Non si tratta, ovviamente, di una sfida facile per la protagonista del film, specialmente a causa di alcuni segreti familiari tenuti celati, nell’ombra, “fisicamente” nascosti per impedire di far sì che la verità emerga con tutto il suo vigore. Per Marina, conoscere queste verità riguardanti nello specifico i suoi genitori non coincide con una semplice curiosità affettiva, né con la volontà – per quanto tardiva – di instaurare un legame con le figure genitoriali (in particolar modo quella paterna) ormai perdute. Al contrario, il progressivo emergere dei segreti familiari rappresenta un autentico atto definitorio per la ragazza, nonché la possibilità di colmare un’assenza che abbraccia sia la storia della sua famiglia sia la sua stessa percezione di sé. In questo, Simón evita derive melodrammatiche, lasciando che siano soprattutto i piccoli gesti, sguardi distanti, scambi essenziali (con lo zio Iago, ad esempio) a delineare la postura esistenziale di Marina.

Da questo punto di vista, in Romería colpisce soprattutto il senso della misura della regia di Carla Simón. Il film si prende i propri tempi senza mai ricadere in un’estetica della dilatazione fine a se stessa tipica di una certa produzione indipendente contemporanea, calibrando con grande equilibrio i momenti di introspezione, il focus sulle gestualità e i confronti tra Marina e i suoi nuovi familiari. La pacatezza che si respira in Romería crea un’atmosfera di rara compostezza, nonostante la gravità di alcuni elementi del racconto, perseguendo un ritmo preciso senza forzature emotive o inutili sottolineature drammatiche. È una forma di controllo espressivo che permette al film di sfiorare temi complessi, dal trauma della perdita allo stigma legato all’AIDS, senza mai appesantire l’intreccio con enfasi eccessive. In questo equilibrio si inserisce anche il lavoro formale dell’opera, sublimato dalla direzione della fotografia di Hélène Louvart (collaboratrice stretta anche di Alice Rohrwacher) così come da un continuo dialogo – per immagini – tra temporalità differenti (gli anni ’80 e i primi anni 2000) capace di attribuire alla memoria una forte carica visiva oltre che meramente narrativa.
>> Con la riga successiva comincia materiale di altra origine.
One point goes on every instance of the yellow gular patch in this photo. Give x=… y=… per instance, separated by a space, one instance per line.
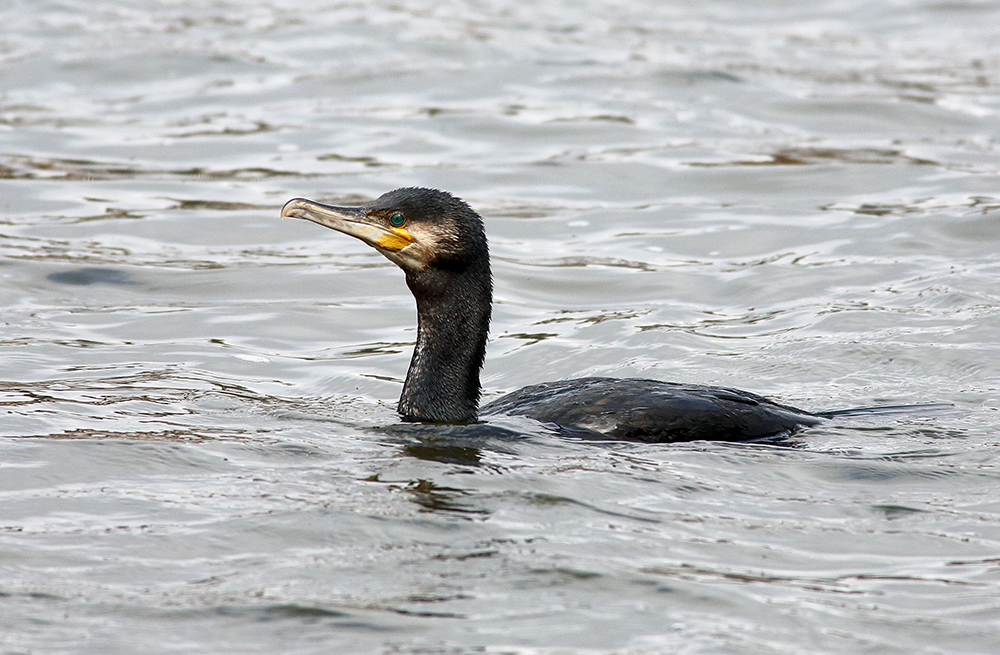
x=395 y=241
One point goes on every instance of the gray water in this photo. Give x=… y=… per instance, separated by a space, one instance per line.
x=199 y=448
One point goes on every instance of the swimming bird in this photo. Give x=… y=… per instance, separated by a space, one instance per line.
x=440 y=243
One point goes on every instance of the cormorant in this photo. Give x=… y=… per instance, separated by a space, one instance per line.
x=439 y=242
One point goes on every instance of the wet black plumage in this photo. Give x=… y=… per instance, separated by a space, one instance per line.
x=440 y=244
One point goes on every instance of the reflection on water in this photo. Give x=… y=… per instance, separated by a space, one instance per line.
x=199 y=437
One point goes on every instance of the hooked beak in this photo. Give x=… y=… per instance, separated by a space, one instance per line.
x=353 y=221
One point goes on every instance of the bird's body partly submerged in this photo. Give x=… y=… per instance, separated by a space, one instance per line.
x=440 y=244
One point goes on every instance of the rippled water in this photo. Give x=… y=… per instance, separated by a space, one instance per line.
x=199 y=448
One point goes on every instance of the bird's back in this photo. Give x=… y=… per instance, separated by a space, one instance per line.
x=652 y=411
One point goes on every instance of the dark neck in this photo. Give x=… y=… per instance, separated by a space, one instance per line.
x=453 y=317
Non stupisce, proprio in virtù della grande attenzione attribuita al dominio dell’immagine, che il momento più significativo del film sia richiamato attraverso una lunga sequenza onirica, in una commistione tra memorie “reali” e il filtro dello sguardo immaginativo di Marina. La spettralità del passato acquisisce così una forza evocativa unica, rimanendo allo stesso tempo in linea con la misura e l’equilibrio dell’opera, evitando di eccedere in barocchismi fuori luogo. È forse questo elemento – pur lodevole, come dicevamo – a imbrigliare l’espressività di Romería, a differenza del recente La cronologia dell’acqua di Kristen Stewart, affine per molti aspetti ma molto più radicale nella forma. La scelta è comunque comprensibile e ben ponderata: un’omogeneità e una coerenza senza eccessi, precisa e sobria, che trasforma una vicenda profondamente personale (il film è parzialmente autobiografico) in un pensiero più ampio sull’identità e sul senso di appartenenza.